The IgG isotopes selection and their characteristics
IgG1 is the most commonly used immunoglobulin isotype in therapeutic monoclonal antibody development due to its intrinsically high stability and its natural ability to elicit complement activation (CDC) and effector-mediated cell killing by antibody-dependent cell-mediated cytotoxicity (ADCC).
IgG2 can naturally dimerise to become tetravalent, which may play a role in its natural functionality. IgG2 has evolved to have reduced ADCC and CDC functions compared to IgG1 and has been used in a small number of licensed therapeutic antibodies where effector functions are not required.
IgG3 has similar properties to IgG1 with regard to ADCC and CDC, although it has a reduced half-life compared to the other IgG isotypes.
IgG4 has very weak ADCC activity (comparable to IgG2) and virtually no CDC activity, which makes it the preferred choice for developing monoclonal antibodies for indications where only blocking of molecular interactions is required. IgG4 can be configured with, or without, the hinge stabilising S241P (Kabat numbering) mutation.

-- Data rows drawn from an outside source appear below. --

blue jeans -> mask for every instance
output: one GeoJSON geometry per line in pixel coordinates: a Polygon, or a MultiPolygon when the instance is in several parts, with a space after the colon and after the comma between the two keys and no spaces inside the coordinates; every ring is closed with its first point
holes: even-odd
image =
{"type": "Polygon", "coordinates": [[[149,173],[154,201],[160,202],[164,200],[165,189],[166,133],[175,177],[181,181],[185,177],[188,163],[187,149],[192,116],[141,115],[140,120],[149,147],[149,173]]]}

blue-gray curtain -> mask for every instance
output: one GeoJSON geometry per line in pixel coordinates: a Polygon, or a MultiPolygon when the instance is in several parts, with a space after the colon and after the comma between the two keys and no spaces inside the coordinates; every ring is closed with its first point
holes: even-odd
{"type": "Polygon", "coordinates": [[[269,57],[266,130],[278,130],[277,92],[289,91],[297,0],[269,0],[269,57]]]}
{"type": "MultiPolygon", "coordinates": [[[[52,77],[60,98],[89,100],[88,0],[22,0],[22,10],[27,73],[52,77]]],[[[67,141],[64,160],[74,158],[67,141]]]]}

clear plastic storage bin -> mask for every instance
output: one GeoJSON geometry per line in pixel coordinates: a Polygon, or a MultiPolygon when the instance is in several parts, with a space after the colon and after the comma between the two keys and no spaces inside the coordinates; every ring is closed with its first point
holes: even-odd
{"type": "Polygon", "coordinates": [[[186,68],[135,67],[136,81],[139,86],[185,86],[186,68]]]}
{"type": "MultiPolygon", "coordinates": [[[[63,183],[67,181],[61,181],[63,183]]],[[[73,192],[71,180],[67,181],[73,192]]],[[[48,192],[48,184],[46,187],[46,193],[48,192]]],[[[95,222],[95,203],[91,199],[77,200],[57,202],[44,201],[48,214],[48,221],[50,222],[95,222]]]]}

The antibody fragment selection and their characteristics
F(ab)’2
F(ab)’2 retains the bivalent binding of an IgG without the Fc portion, that would otherwise be involved in the recruitment of effector functions through its interaction with Fcγ receptors.
Fab
Fabs are approximately a third of the size of a whole IgG and are monovalent. This smaller fragment has improved penetration into tissues and faster clearance from circulation, and can similarly benefit from the absence of Fcγ receptor-mediated effector functions. Fabs can easily be expressed in non-mammalian systems.
scFv
scFv are engineered by linking the variable domains of the heavy and light chains into a single chain molecule that is about a fifth of the size of a whole IgG. scFv are routinely used for phage display and can be expressed linked to a variety of fusion proteins for specific targeting.
VHH
VHH consist only of the variable domain of the heavy chain, and are about a tenth of the size of a whole IgG. Naturally found in camelids such as alpaca and llama, and also in sharks, VHH are highly stable and amenable to fusion with other proteins and can be linked to Fc domains to form heavy chain only antibodies.
Bispecific Antibodies
Bispecific antibodies consists of two binding domains that target separate antigens, enabling two antigens to be bound simultaneously by one construct. This can be especially useful when directing an effector cell to a target cell. Bispecific antibodies or antibody fragments can be made in a variety of different formats and can be tailored to your requirements, depending upon application.